Martinussen has been running his own architectural practice, while lecturing and researching at universities and architecture academies both in Denmark and abroad. He has been in charge of producing several independent architectural projects, all exhibited abroad, including the International Architecture Biennale in Venice and architectural triennials in Japan and the Middle East. Kent Martinussen has been awarded the Danish Arts Foundations 3-year work scholarship, has served on several committees and boards and has been the holder of other honorary positions (The Architects’ Association of Denmark, Akademiraadet – the board of The Royal Academy for Fine Arts, The Danish Architecture Institute, the Business Board of Roskilde Charity Society, architectural juries and committees), as well as acting as advisor for a number of Danish municipalities and businesses.

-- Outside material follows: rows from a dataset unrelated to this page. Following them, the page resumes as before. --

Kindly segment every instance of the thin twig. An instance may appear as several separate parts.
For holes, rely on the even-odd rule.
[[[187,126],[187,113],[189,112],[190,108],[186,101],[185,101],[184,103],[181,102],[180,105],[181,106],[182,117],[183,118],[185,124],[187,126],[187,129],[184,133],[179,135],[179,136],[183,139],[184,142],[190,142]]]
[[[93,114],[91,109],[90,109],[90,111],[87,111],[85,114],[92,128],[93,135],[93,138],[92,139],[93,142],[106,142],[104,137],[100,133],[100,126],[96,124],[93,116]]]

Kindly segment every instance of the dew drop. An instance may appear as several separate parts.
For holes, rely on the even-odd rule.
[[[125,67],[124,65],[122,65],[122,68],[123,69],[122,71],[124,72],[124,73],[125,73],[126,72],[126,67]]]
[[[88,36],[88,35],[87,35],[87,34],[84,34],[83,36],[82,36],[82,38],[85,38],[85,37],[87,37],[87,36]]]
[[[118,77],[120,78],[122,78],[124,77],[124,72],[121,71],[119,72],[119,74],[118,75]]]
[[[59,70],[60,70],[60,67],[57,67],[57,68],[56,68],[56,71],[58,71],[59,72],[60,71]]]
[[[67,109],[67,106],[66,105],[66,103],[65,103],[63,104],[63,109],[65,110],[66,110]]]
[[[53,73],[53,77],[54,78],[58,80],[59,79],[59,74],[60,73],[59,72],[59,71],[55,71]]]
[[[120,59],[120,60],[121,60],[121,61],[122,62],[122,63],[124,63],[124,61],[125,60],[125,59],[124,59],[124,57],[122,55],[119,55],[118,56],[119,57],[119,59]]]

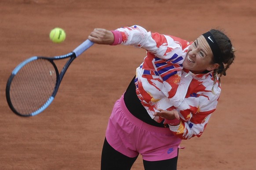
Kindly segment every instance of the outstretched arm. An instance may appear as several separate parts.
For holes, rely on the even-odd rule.
[[[110,31],[95,28],[88,36],[88,39],[99,44],[111,45],[114,42],[114,35]]]

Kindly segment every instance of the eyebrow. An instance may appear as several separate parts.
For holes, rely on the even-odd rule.
[[[197,44],[197,46],[198,46],[198,42],[197,42],[197,39],[196,39],[195,42],[196,42],[196,44]],[[204,51],[202,49],[200,49],[200,50],[201,51],[202,51],[203,52],[203,53],[205,53],[205,55],[207,55],[207,53],[205,53],[205,51]]]

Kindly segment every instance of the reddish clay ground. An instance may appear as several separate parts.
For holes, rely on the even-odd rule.
[[[95,45],[72,64],[53,103],[33,117],[11,111],[5,85],[12,70],[29,57],[68,53],[95,28],[135,24],[190,41],[211,28],[225,29],[237,58],[221,79],[217,110],[204,134],[182,143],[186,148],[180,151],[178,169],[255,169],[256,1],[208,1],[1,0],[0,169],[99,169],[108,117],[143,50]],[[49,39],[56,27],[66,32],[62,43]],[[132,169],[143,167],[139,157]]]

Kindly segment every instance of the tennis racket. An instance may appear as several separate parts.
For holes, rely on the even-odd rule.
[[[36,115],[54,99],[72,61],[94,43],[86,40],[72,52],[52,57],[33,57],[18,65],[9,78],[6,97],[9,106],[21,116]],[[59,74],[55,61],[69,58]]]

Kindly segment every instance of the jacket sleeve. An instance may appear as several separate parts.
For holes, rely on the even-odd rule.
[[[176,126],[169,126],[171,131],[182,139],[200,137],[216,110],[219,97],[219,95],[215,96],[210,100],[204,99],[198,107],[190,106],[190,109],[180,110],[180,124]]]
[[[117,30],[122,34],[122,44],[143,48],[163,60],[171,61],[174,54],[182,53],[190,44],[188,42],[177,37],[147,32],[139,25],[123,27]],[[173,60],[176,59],[173,58]],[[179,64],[182,63],[181,60]]]

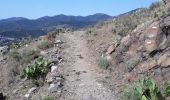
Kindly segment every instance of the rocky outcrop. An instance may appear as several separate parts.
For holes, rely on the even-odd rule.
[[[112,52],[113,66],[128,73],[128,81],[152,77],[163,84],[170,79],[170,14],[139,25],[108,51]]]

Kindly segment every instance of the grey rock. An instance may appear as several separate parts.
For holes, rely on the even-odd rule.
[[[25,98],[27,100],[30,100],[32,97],[32,94],[34,93],[34,91],[37,89],[37,87],[32,87],[31,89],[28,90],[27,94],[25,94]]]

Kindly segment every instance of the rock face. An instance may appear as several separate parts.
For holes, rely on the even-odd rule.
[[[31,89],[29,89],[27,94],[25,94],[25,98],[27,100],[30,100],[36,89],[37,89],[37,87],[32,87]]]
[[[162,84],[170,79],[170,15],[146,26],[137,27],[117,47],[109,47],[108,53],[112,52],[113,64],[128,70],[133,80],[149,76]]]
[[[3,93],[0,93],[0,100],[5,100],[6,97],[3,95]]]

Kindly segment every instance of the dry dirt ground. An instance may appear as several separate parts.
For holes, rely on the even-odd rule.
[[[64,33],[64,63],[61,66],[65,83],[60,100],[115,100],[114,92],[105,87],[103,74],[90,54],[84,31]]]

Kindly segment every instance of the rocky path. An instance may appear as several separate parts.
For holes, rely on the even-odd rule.
[[[89,53],[83,34],[77,31],[62,35],[65,84],[60,100],[115,100],[113,92],[99,81],[103,75]]]

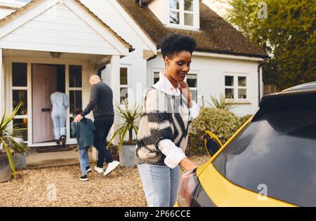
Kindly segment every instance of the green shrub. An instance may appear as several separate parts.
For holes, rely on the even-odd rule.
[[[232,112],[216,108],[201,108],[199,116],[190,125],[187,154],[206,153],[203,137],[207,129],[223,145],[241,126],[239,118]]]
[[[243,125],[246,121],[249,120],[250,117],[251,117],[252,114],[246,114],[244,116],[239,118],[240,126]]]

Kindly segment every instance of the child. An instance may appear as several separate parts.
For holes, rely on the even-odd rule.
[[[80,114],[82,112],[81,108],[77,108],[74,110],[74,115]],[[91,172],[92,170],[89,166],[89,156],[88,155],[88,150],[89,147],[93,145],[94,139],[94,127],[93,123],[91,119],[84,118],[80,122],[72,122],[72,135],[77,138],[78,143],[78,149],[80,156],[80,168],[81,170],[82,176],[79,180],[82,181],[88,181],[87,173]]]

He is a member of the board of the Danish Cultural Canon of Architecture. He is also a member of the international jury for the 9th International Architecture Biennale in Venice and chairman of the award committee for one of the world’s most influential architectural awards, The Nykredit Architecture Prize. As CEO of The Danish Architecture Centre, Martinussen and his colleagues received the Golden Lion at the International Venice Biennale of Architecture for Best Pavilion in 2006. He received an honorary award from the American Institute of Architects and the Henning Larsen Honorary Scholarship. Since 2001, Kent Martinussen has held the position as CEO for the Danish national centre of architecture, construction and urban planning, the Danish Architecture Centre, shortened to DAC. His main focus in the field of architecture is its potential to contribute with solutions and answers to the challenges of today’s globalization.

==Awards==
In 2008, Kent Martinussen became Knight of the Order of the Dannebrog. He received the N. L. Høyen Medal in 2015.